Younger’s treatment impressed me as soon as I read her draft. Its tone was comfortably both light-hearted and serious, a balance I find very difficult to achieve. She captured the students’ adventurousness: A charismatic professor sought volunteers for a ludicrous idea, and six students raised their hands. How many parents lost sleep during that journey? Also, the group included a Mexican American, Carlos Salazar, and a Japanese American, Alan Kumamoto, both in the class of 1962, and Younger conveyed the undertone of racial tension that they sensed while traveling through some parts of Missouri. Best of all, she introduced into her text short segments of Twain’s novel — Huck’s comments — that helped frame the August 1959 journey. Here’s my favorite:
“It would a been a miserable business to have any unfriendliness on the raft; for what you want, above all things, on a raft, is for everybody to be satisfied, and feel right and kind towards the others.”

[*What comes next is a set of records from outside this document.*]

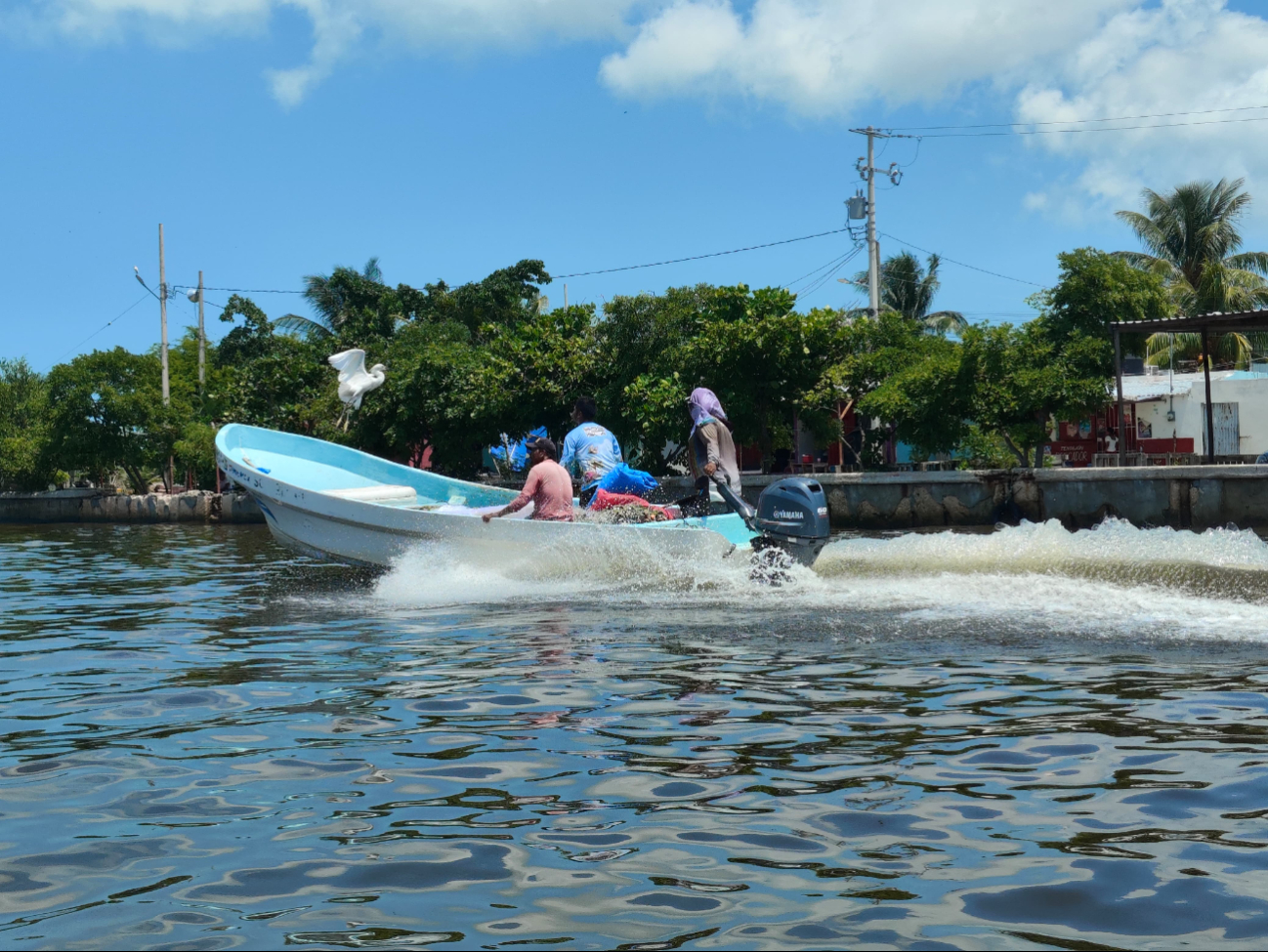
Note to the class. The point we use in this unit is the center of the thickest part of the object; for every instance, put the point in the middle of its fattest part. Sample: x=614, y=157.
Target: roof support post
x=1209, y=409
x=1118, y=377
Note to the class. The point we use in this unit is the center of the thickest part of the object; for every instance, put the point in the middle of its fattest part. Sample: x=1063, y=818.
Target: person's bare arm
x=519, y=502
x=713, y=453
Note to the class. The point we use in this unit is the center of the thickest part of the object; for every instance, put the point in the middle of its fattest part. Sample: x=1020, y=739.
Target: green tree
x=927, y=394
x=24, y=459
x=766, y=362
x=909, y=289
x=1191, y=240
x=1094, y=289
x=334, y=298
x=106, y=407
x=271, y=379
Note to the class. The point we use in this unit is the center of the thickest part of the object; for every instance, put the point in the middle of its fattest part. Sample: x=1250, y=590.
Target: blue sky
x=276, y=139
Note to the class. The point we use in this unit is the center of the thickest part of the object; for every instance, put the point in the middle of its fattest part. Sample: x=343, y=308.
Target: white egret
x=354, y=382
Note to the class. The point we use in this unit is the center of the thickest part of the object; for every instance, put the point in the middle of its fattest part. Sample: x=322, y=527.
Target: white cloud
x=822, y=58
x=1075, y=59
x=1072, y=60
x=1179, y=56
x=340, y=26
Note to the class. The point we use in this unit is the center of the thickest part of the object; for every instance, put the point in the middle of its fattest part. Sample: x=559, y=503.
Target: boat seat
x=382, y=494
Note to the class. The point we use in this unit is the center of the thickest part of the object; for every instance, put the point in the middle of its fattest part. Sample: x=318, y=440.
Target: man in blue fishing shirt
x=590, y=450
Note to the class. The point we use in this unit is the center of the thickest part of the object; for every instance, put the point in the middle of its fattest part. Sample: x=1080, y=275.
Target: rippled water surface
x=1028, y=739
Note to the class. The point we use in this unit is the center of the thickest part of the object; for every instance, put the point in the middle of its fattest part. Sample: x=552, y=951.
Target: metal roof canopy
x=1204, y=325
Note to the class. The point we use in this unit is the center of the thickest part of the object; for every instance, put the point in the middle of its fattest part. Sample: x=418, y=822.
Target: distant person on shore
x=548, y=487
x=710, y=447
x=590, y=450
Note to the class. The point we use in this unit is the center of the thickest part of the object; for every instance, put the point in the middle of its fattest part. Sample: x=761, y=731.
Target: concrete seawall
x=97, y=506
x=1182, y=497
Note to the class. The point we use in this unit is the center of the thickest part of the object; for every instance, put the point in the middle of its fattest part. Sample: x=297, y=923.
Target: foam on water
x=1111, y=581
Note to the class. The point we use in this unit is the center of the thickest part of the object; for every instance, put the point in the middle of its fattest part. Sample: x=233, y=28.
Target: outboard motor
x=791, y=514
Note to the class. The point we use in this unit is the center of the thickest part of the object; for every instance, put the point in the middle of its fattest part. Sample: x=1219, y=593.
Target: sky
x=279, y=139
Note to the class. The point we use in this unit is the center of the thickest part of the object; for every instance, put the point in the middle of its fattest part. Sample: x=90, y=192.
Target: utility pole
x=162, y=317
x=202, y=339
x=867, y=171
x=872, y=251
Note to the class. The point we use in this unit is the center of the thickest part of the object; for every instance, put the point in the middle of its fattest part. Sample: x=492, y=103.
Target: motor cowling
x=792, y=514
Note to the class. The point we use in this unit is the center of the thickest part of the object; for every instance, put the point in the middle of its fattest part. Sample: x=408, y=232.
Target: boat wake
x=1110, y=581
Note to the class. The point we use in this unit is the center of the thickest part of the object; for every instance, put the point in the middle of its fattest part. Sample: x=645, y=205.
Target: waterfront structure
x=1206, y=326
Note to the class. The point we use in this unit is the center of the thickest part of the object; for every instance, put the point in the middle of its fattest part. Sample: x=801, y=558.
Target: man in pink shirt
x=548, y=487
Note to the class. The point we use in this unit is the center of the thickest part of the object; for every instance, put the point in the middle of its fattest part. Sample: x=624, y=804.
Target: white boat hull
x=362, y=532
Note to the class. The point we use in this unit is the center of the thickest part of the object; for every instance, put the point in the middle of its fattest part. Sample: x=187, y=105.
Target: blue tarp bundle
x=519, y=454
x=632, y=481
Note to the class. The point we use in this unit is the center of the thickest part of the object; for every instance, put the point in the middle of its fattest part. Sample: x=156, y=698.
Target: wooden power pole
x=202, y=339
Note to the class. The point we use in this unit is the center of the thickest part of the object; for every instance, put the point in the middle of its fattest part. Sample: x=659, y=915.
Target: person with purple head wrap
x=711, y=449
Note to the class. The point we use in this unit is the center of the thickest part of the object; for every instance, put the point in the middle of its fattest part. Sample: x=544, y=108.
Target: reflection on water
x=1028, y=739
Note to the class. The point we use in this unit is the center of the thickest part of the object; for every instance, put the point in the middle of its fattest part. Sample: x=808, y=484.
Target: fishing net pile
x=626, y=513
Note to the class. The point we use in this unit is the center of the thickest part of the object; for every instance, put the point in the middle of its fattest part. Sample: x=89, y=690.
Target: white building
x=1170, y=408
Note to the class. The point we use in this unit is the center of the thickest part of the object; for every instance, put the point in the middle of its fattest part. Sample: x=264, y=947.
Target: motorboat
x=341, y=504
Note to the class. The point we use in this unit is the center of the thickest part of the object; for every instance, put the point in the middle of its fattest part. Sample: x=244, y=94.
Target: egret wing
x=349, y=362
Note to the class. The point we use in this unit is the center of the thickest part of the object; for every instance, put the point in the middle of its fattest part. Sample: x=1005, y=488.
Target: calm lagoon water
x=1028, y=739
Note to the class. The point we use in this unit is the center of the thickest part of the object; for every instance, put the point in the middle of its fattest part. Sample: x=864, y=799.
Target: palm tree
x=327, y=296
x=1191, y=236
x=909, y=289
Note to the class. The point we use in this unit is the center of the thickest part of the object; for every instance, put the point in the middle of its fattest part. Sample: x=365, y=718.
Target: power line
x=962, y=264
x=1072, y=122
x=103, y=327
x=838, y=259
x=1073, y=132
x=237, y=290
x=697, y=258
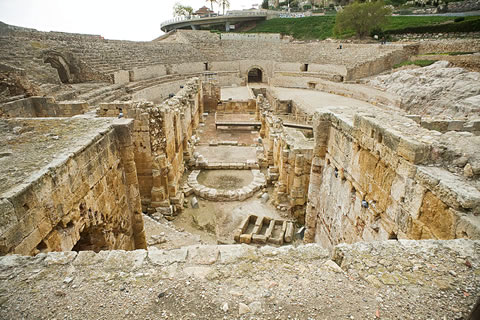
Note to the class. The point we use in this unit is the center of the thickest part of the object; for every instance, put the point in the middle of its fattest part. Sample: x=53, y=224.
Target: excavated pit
x=225, y=179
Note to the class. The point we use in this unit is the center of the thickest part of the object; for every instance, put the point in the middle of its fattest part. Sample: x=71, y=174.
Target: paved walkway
x=236, y=93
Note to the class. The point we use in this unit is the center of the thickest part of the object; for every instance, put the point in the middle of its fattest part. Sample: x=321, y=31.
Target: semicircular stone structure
x=240, y=194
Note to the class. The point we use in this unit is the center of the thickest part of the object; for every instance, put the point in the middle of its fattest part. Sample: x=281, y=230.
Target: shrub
x=362, y=18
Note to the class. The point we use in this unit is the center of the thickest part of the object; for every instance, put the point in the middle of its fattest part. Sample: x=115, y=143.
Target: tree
x=181, y=10
x=362, y=18
x=211, y=3
x=224, y=4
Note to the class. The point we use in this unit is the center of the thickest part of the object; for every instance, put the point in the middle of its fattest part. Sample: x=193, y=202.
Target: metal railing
x=229, y=14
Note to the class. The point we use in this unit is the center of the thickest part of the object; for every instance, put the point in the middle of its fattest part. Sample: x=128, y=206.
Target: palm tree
x=224, y=4
x=211, y=3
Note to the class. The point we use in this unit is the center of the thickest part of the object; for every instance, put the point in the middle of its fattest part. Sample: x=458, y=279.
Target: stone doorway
x=255, y=75
x=91, y=239
x=62, y=68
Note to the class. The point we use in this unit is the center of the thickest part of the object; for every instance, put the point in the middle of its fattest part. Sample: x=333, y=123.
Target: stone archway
x=59, y=63
x=255, y=75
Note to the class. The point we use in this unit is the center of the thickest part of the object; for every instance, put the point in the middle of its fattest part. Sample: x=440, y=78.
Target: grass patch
x=322, y=27
x=434, y=24
x=459, y=53
x=299, y=28
x=420, y=63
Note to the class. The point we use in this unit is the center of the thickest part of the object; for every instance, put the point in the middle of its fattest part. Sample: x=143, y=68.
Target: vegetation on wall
x=321, y=27
x=420, y=63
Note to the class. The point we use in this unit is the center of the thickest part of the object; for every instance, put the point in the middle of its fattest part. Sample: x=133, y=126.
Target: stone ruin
x=100, y=136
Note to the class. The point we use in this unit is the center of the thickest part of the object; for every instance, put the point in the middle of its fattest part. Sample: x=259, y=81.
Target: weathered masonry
x=81, y=192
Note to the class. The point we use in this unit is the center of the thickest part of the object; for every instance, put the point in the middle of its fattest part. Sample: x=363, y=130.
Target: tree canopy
x=362, y=18
x=224, y=4
x=181, y=10
x=211, y=3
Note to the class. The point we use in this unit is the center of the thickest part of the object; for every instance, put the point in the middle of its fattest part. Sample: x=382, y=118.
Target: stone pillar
x=321, y=128
x=160, y=182
x=123, y=131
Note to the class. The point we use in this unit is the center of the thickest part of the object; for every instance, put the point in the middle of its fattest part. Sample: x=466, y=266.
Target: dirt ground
x=225, y=179
x=244, y=135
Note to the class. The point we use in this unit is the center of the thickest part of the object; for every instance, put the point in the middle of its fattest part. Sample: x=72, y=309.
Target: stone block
x=203, y=255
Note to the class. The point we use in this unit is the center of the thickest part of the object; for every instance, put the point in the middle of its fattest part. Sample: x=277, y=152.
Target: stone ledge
x=240, y=194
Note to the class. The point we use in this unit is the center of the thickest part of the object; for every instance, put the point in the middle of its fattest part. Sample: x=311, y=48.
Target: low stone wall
x=384, y=61
x=288, y=155
x=452, y=125
x=450, y=45
x=227, y=195
x=87, y=199
x=386, y=278
x=42, y=107
x=248, y=106
x=255, y=37
x=368, y=183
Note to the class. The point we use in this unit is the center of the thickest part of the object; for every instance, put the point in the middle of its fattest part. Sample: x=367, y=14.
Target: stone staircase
x=388, y=280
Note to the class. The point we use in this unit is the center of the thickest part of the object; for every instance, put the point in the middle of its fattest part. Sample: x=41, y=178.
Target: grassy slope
x=322, y=27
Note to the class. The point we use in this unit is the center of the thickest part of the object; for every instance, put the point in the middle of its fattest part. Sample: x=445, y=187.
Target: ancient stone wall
x=415, y=279
x=368, y=183
x=162, y=143
x=78, y=57
x=288, y=155
x=85, y=200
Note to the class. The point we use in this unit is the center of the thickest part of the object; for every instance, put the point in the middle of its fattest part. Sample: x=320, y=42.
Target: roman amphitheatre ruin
x=237, y=176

I thought that was brilliantly used. Thanks, and congratulations, to Sandra Millers Younger.
The Work of Ponzi
January 23, 2015
Working as an editor can often seem a gray existence. Sometimes I go for weeks with my nose buried in text, the stuff that makes the pages turn gray. If the universe of the publishing profession could be expressed geographically, I’d say most editors’ lifetimes are lived out in Seattle. I like Seattle quite a lot, actually, and it’s one of my favorite places to visit. But, like Seattleites, editors respond when the sun breaks through into a dull afternoon. It’s a glorious moment.
For me, bright light cuts through the clouds when an illustration for an insightful piece of writing arrives weeks into the editorial process. It was a glorious day, then, when we received Emiliano Ponzi’s illustration for an essay by Allan Figueroa Deck, S.J., about the significance of the election of Pope Francis.
Ponzi’s work is a stunning, sublime statement that exquisitely expresses much of Deck’s commentary as well as the heart of the newest successor to Peter only months into his pontificate. Francis’ pastoral gifts have been evident from the moment he stepped out onto the balcony of St. Peter’s Basilica after his selection. When Maureen Pacino ’93, LMU Magazine’s creative director, called me into her office, I knew in minutes that the story headline had to be “Assisi Road.”
I could compose choruses of praise to Ponzi’s art. But better is to point to his work. The new edition of Communication Arts magazine, a premier publication in the world of design, profiles him in its latest edition and includes several of his illustrations. The illustration the editors chose to introduce their nine-page, in-depth feature about this internationally known artist is the one that first appeared in LMU Magazine.
Take a look. The range of Ponzi’s imagery is inspiring. And the story — yeah, the good-old gray text — is an excellent piece of writing that gives an insightful look into the mind and intentions of a wonderful artist.